Cette approche fait écho à ce que Maurice Merleau-Ponty écrivait dans “L’Œil et l’Esprit” sur notre perception du monde visible. Grotjahn ne se contente pas de représenter l’espace, il le déconstruit pour nous forcer à questionner notre propre rapport à la réalité. Et pendant que certains collectionneurs s’extasient devant des NFT en couleur, lui explore les fondements mêmes de notre perception visuelle avec une rigueur quasi scientifique.

Mais c’est dans ses “Face Paintings” que Grotjahn atteint une dimension encore plus fascinante. Après s’être blessé à l’épaule en 2008 (un accident de ski, pas une bagarre dans un bar branché de Los Angeles), il a dû réinventer sa façon de peindre. Le résultat ? Des visages abstraits d’une brutalité saisissante, appliqués au couteau à palette sur du carton monté sur toile. Ces œuvres sont comme des masques primitifs qui auraient été passés dans un broyeur post-moderne. Les yeux, le nez, la bouche émergent de couches épaisses de peinture comme des fossiles dans la roche.

Cette série évoque les réflexions de Georges Bataille sur l’informe et la transgression des limites. Chaque toile est un champ de bataille où la figuration et l’abstraction s’affrontent dans une danse macabre. La surface picturale devient un terrain d’expérimentation où la matière elle-même semble vivante, pulsante. On est loin des délicates natures mortes qui font la fierté de certains collectionneurs parisiens, vous savez, ceux qui confondent encore Picasso et Picabia.

Grotjahn travaille comme un boxeur, enchaînant les coups de couteau à palette avec une violence contrôlée. Ses gestes sont à la fois brutaux et précis, créant des accumulations de matière qui défient la gravité. La palette chromatique de Grotjahn est tout aussi provocante. Il utilise des couleurs qui semblent sorties d’un cauchemar psychédélique : des verts acides, des rouges sang, des jaunes toxiques. Ces choix ne sont pas gratuits – ils participent à la création d’une tension visuelle qui maintient le spectateur en état d’alerte constante. C’est comme si Francis Bacon avait décidé de faire un remake de “2001 : l’Odyssée de l’espace” en collaborant avec Helen Frankenthaler.

Son atelier de Little Armenia à Los Angeles est devenu une sorte de laboratoire où il pousse toujours plus loin ses expérimentations. En dehors de tout concept ou discours, Grotjahn reste fidèle à une approche physique, presque violente de la peinture. Il ne théorise pas, il agit. Il ne conceptualise pas, il attaque la toile.

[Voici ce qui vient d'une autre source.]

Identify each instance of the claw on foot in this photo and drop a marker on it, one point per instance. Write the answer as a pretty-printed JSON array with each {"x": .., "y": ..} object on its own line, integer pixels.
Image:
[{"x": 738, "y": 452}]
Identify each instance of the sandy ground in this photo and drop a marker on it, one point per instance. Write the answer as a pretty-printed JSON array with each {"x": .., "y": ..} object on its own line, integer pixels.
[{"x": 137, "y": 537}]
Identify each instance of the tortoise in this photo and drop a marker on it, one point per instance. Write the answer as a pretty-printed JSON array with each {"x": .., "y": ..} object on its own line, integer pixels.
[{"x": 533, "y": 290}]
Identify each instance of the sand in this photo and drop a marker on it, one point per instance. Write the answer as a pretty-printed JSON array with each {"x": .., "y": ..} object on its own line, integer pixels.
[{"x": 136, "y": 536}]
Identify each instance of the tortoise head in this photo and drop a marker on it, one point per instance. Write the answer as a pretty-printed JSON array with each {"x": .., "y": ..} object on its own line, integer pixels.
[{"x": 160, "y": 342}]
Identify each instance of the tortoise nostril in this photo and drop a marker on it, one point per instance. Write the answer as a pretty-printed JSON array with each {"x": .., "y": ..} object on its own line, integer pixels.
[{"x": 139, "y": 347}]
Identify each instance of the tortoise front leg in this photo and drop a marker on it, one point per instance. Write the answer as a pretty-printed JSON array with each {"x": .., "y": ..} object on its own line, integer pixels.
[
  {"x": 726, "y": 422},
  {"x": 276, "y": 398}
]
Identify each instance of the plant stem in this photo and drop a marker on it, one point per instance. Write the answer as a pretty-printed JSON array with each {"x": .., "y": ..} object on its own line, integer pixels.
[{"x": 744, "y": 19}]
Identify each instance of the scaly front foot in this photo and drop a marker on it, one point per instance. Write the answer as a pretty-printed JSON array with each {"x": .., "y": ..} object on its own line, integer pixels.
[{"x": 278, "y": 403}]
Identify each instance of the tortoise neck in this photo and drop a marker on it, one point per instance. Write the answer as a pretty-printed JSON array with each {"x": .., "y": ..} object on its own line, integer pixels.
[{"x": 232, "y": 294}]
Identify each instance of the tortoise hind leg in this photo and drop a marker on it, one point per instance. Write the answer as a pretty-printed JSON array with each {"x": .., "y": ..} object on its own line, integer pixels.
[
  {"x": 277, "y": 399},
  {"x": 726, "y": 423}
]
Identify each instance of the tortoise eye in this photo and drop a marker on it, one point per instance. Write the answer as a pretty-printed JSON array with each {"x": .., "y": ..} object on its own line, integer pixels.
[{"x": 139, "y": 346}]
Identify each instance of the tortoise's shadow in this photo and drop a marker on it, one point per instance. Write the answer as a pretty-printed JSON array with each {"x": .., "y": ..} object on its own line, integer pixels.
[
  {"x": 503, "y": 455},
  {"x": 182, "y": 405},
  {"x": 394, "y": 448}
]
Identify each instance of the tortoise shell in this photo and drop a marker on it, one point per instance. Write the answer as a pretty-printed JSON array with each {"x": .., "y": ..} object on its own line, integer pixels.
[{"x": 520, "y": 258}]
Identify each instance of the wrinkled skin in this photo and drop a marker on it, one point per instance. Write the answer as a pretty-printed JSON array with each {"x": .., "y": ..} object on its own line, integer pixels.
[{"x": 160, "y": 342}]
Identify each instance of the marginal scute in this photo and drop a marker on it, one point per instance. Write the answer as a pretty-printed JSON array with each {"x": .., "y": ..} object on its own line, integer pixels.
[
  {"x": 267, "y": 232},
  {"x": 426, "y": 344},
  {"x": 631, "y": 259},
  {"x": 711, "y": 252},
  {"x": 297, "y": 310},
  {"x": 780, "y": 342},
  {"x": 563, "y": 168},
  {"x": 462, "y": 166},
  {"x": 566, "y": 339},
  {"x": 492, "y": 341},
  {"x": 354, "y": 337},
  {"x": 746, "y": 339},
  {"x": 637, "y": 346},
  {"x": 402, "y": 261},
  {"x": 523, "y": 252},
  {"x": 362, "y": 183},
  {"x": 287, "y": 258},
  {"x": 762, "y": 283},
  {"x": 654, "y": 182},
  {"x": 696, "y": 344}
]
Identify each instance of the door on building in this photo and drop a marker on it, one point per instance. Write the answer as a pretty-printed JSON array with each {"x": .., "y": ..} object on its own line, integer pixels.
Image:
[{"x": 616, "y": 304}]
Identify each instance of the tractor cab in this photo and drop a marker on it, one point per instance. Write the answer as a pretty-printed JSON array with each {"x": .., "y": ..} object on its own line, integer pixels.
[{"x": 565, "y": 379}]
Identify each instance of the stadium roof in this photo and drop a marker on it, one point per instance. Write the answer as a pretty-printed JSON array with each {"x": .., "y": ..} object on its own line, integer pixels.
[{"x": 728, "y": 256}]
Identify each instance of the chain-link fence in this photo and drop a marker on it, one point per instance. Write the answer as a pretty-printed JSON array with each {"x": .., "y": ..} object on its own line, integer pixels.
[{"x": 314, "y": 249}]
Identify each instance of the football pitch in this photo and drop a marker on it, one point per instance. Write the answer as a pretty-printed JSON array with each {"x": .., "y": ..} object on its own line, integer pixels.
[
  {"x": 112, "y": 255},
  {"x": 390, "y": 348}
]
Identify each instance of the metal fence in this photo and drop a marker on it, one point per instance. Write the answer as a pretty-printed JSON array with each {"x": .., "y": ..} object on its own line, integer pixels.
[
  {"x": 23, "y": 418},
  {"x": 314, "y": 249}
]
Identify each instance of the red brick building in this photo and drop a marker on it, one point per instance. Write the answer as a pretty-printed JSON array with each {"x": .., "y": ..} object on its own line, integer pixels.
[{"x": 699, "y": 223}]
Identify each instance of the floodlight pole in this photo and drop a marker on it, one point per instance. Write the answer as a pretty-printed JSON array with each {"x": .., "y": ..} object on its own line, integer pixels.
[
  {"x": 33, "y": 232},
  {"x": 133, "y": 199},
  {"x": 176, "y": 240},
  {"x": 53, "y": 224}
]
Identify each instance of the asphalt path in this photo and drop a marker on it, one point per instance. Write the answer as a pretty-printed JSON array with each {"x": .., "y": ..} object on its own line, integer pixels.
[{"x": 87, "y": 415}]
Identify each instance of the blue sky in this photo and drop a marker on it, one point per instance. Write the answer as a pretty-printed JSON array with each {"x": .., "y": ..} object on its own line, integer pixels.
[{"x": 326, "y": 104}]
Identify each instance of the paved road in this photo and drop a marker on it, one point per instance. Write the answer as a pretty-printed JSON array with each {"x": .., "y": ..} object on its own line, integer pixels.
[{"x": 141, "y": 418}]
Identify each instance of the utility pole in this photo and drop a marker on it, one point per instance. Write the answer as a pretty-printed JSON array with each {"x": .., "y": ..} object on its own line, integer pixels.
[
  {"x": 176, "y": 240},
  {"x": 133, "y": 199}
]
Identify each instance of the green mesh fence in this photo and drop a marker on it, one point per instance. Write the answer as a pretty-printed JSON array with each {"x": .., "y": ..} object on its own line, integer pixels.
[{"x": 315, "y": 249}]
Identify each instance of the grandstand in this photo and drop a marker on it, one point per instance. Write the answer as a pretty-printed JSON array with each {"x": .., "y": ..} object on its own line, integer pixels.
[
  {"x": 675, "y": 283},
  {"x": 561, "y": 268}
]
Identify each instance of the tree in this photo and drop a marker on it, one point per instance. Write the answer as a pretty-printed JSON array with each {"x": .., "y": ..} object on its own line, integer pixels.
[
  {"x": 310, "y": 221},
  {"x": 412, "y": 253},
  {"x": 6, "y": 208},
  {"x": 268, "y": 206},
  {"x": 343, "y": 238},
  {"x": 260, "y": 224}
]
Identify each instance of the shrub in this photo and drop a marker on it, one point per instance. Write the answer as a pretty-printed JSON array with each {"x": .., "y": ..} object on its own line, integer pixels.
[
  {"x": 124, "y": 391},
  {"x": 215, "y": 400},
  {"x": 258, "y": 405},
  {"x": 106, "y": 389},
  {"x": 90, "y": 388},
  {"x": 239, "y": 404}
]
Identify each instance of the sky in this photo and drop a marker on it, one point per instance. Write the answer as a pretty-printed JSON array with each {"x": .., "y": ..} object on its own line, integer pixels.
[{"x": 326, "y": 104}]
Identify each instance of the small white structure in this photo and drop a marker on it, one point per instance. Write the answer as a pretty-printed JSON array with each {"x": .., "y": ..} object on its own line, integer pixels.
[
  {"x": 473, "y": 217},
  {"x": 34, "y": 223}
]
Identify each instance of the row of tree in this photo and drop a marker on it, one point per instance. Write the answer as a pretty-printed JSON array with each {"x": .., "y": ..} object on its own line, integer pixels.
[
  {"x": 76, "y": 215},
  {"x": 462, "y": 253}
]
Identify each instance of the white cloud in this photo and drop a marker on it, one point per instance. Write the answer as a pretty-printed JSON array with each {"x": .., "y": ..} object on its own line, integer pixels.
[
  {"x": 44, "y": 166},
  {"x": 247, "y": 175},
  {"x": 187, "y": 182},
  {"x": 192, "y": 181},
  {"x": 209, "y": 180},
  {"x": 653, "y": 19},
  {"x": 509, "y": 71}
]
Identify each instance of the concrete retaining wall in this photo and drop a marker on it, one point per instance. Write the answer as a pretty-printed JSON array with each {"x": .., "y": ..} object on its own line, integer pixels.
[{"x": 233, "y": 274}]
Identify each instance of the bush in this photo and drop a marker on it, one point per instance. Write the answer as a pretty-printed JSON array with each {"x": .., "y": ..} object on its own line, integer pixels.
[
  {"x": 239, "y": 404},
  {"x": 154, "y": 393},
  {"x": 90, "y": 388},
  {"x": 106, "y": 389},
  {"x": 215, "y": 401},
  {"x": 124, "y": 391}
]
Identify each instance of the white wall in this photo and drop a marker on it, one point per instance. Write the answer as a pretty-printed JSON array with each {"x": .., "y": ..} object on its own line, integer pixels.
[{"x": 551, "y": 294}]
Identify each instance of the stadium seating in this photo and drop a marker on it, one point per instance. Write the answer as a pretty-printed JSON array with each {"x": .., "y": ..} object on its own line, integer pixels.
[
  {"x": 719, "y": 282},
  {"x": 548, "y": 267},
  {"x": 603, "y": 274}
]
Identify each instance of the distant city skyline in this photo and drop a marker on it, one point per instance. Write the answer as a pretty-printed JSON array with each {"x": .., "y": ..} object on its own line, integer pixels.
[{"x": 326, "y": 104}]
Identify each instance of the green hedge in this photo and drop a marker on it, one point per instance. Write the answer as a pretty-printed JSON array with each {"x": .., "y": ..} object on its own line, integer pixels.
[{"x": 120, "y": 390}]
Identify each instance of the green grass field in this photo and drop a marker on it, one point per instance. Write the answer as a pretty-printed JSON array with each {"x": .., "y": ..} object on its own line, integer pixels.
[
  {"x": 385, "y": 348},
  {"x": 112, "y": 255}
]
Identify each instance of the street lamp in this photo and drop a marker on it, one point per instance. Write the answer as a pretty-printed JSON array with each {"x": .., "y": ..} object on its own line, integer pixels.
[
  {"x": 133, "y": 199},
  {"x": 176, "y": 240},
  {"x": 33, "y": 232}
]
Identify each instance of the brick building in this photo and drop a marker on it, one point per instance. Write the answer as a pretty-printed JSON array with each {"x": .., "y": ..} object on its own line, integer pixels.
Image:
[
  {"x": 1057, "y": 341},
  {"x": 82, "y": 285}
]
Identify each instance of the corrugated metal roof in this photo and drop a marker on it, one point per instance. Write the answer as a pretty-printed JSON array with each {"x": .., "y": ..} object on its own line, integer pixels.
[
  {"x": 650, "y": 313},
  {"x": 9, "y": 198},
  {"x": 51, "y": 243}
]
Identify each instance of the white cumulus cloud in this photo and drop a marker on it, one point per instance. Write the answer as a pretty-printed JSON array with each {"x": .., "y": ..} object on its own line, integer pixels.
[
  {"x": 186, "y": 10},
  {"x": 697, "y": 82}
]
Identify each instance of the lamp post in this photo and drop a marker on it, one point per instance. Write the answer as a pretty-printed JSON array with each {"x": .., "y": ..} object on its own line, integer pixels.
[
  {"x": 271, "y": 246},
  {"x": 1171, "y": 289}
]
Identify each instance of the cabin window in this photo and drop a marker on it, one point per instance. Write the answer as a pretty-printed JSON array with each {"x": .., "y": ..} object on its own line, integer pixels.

Cette démarche fait écho aux théories de Theodor Adorno sur la négativité dans l’art moderne. Grotjahn refuse consciemment les conventions esthétiques dominantes pour créer quelque chose de radicalement nouveau. Ses œuvres ne cherchent pas à plaire – elles cherchent à provoquer une réaction viscérale chez le spectateur.

Le marché de l’art a bien sûr répondu avec enthousiasme, comme il le fait toujours face à la rébellion apparente. Ses œuvres atteignent des prix stratosphériques dans les ventes aux enchères, culminant à 16,8 millions d’euros en 2017 pour “Untitled (S III Released to France Face 43.14)”. Mais ne vous y trompez pas – Grotjahn n’est pas un rebelle de façade. Il est profondément ancré dans une tradition picturale qu’il pousse dans ses derniers retranchements.

Cette dualité entre tradition et innovation est particulièrement visible dans sa manière de traiter la surface picturale. Les couches de peinture s’accumulent comme des strates géologiques, créant une topographie complexe qui rappelle les reliefs accidentés des montagnes Rocheuses. On pourrait y voir une métaphore de l’histoire de la peinture elle-même – chaque couche représentant une nouvelle tentative de repousser les limites du médium.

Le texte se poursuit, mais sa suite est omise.